Lors de la pratique d'un sport par un assuré s'y adonnant plus ou moins régulièrement, professionnellement ou à titre privé, on prendra comme point de comparaison l'ensemble des personnes de la même catégorie se livrant à la même activité pour déterminer si l'événement présente un caractère exceptionnel, et ce n'est que dans ce cas qu'il pourra être, toutes autres conditions réalisées, considéré comme un accident.
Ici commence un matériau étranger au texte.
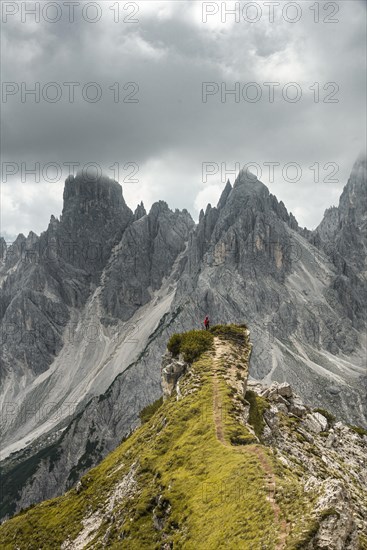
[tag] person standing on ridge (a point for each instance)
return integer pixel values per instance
(206, 323)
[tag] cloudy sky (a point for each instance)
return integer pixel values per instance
(160, 107)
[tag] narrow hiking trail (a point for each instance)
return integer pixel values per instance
(220, 350)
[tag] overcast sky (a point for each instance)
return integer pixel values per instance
(169, 131)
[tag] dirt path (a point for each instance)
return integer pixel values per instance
(220, 350)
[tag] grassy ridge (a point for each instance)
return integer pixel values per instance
(200, 493)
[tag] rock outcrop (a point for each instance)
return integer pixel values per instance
(87, 307)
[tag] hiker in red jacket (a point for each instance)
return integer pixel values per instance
(206, 323)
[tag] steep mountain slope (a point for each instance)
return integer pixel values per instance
(246, 261)
(60, 347)
(216, 465)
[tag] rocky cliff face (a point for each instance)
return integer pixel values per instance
(301, 294)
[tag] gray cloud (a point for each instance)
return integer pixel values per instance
(171, 132)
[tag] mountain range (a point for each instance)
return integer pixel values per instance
(86, 309)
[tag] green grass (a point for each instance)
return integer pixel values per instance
(180, 460)
(258, 406)
(203, 494)
(234, 333)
Pour qu'un événement survenu dans le cadre de la pratique d'un sport puisse être considéré comme accidentel, il faut que se soit produit un incident particulier ("besonderes Vorkommnis"), non programmé (ATF 130 V 117 et les références citées). b) En l'espèce, lors de son entretien du 14 septembre 2010 avec un expert de la recourante, l'assuré a déclaré que, lors de la marche en montagne du 17 janvier 2010, il avait "peut-être fait un mauvais pas" sur ce qu'il avait imaginé être un muret d'environ 30 cm; il n'avait pas chuté ni même sauté, n'avait pas eu mal et avait pu poursuivre sa marche durant environ 3 heures, sans soucis. Lors de son entretien du 21 septembre 2010 avec un expert de l'intimé, il a déclaré qu'il avait franchi une différence de niveau de 20-30 cm, qu'il avait imaginée être un muret; la marche n'avait pas été affectée par cet obstacle et il avait continué sans autre sa promenade; il n'avait pas ressenti la moindre douleur. Pour sa part, dans ses observations du 7 mars 2012, l'assuré a précisé qu'il n'avait pas "chuté" lors de cet événement, qui selon lui n'était pas un accident.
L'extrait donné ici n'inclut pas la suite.